On peut légitimement penser face à cette exposition à une sorte de didacticiel (premier niveau d’un jeu nous permettant de nous faire au gameplay), un peu long. Quoiqu’il en soit, cette première mise en bouche, comme l’ensemble du film, s’avère particulièrement burlesque. Le film est drôle, très drôle, on se marre, on pouffe, éclate, on se bidonne et sourit... Bref, on rit beaucoup. Cette ambiance cartoonesque est notamment due au fait que les personnages du jeu sont bien retranscrits, tant dans la forme que dans leur psychologie : ainsi le détective Tektiv avec son bandage à la joue et ses entrées en scène fracassantes (du Nô-comique, ou du Nô-sens ?), l’hilarant Larry Butz ou encore la mystérieuse Maya. Et bien évidemment Phoenix Wright et sa coiffure aérodynamique, qui semble le faire voler à pleine vitesse durant tout le film.
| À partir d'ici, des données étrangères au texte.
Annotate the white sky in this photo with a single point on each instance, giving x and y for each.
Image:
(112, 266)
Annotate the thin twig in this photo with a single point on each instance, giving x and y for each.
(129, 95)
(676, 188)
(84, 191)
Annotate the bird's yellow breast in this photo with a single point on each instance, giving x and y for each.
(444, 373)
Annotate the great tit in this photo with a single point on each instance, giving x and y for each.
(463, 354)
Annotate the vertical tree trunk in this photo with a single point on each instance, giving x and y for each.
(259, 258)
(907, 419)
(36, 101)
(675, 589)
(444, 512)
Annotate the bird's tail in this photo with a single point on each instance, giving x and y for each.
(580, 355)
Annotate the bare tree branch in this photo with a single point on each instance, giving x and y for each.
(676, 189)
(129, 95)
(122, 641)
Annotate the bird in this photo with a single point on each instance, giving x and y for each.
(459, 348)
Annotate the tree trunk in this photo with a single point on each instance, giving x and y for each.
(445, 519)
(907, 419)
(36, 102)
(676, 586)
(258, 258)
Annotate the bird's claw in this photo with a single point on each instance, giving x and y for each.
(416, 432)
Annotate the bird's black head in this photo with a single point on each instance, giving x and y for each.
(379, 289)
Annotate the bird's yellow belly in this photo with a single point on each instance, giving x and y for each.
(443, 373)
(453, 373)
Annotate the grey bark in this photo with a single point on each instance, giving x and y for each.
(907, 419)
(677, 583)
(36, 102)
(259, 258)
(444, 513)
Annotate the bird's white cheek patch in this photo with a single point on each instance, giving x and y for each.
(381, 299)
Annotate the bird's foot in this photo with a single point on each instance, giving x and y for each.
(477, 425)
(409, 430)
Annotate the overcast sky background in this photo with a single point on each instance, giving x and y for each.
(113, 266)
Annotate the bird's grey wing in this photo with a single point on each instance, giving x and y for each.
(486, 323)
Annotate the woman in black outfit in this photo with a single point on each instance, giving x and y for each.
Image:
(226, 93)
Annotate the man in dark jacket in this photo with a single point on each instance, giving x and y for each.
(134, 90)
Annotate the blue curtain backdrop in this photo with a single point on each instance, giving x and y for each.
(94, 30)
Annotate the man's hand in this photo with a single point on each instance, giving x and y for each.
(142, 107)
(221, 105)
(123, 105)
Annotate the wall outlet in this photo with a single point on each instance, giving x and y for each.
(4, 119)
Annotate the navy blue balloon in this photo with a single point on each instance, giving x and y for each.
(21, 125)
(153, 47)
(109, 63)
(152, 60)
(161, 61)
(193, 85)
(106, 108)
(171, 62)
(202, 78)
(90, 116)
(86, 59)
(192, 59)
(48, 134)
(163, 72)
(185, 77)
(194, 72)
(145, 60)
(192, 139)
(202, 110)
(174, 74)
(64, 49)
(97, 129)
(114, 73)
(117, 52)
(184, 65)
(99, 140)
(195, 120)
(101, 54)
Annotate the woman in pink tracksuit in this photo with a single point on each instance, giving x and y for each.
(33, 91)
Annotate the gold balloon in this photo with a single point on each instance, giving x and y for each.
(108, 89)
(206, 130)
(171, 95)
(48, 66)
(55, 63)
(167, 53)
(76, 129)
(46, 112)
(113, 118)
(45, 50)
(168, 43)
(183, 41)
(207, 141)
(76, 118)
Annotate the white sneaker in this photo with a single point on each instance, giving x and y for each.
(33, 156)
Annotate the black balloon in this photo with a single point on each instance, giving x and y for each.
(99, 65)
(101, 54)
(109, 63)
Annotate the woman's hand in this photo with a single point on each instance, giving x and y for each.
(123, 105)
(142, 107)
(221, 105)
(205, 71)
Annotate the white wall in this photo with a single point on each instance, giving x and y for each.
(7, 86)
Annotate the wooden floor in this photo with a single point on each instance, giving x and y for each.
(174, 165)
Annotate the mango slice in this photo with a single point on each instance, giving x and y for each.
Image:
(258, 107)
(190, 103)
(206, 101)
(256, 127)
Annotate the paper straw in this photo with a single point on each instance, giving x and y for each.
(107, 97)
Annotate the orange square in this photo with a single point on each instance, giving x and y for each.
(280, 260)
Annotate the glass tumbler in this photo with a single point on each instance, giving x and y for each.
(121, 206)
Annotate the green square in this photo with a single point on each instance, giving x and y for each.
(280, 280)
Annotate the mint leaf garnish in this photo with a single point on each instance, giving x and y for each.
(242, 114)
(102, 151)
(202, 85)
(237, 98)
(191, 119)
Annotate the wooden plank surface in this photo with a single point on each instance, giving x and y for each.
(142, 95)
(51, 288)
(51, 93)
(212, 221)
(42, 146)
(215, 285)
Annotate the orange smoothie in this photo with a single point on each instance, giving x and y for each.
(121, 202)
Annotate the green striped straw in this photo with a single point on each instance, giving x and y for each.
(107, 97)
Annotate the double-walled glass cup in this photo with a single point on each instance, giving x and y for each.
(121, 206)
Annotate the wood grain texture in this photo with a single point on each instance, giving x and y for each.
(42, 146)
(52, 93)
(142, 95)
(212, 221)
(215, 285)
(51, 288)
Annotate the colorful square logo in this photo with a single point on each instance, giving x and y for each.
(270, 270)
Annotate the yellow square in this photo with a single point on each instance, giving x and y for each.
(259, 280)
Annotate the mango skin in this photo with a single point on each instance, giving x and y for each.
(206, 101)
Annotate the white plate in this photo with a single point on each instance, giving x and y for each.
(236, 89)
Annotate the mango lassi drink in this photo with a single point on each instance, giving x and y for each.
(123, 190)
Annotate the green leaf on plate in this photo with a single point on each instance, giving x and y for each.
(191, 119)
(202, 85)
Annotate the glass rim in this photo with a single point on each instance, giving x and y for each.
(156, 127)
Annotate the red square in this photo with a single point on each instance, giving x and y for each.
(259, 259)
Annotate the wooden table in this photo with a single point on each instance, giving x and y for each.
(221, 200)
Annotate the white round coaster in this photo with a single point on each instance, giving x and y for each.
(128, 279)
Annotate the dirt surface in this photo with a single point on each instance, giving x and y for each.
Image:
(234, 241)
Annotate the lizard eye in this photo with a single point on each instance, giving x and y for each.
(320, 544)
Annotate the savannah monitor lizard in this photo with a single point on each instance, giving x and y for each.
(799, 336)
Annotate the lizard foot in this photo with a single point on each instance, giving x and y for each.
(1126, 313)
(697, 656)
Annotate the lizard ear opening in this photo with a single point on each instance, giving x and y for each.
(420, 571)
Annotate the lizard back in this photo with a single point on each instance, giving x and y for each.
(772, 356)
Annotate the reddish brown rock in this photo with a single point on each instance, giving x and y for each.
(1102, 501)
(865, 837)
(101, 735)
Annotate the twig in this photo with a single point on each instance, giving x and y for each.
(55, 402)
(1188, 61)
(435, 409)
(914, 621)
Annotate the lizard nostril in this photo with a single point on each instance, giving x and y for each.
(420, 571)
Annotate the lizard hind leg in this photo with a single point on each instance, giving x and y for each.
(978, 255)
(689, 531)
En plus des personnages, l’ensemble des décors (assez peu nombreux) concourent à construire un monde féérique sur la base du jeu vidéo. Ils sont construits de telle manière à être agréables à l’œil, un peu virtuels, mettant parfaitement en forme l’univers du jeu (qui est en deux dimensions), le cinématographiant. C’est donc, pour l’enfant comme pour le joueur (le joueur enfant, ou l’enfant joueur), un plaisir à regarder, même si la récurrence ennuiera peut-être certain d’entre vous (mais ceci est dû aux allers-retours quasi calqués sur le jeu).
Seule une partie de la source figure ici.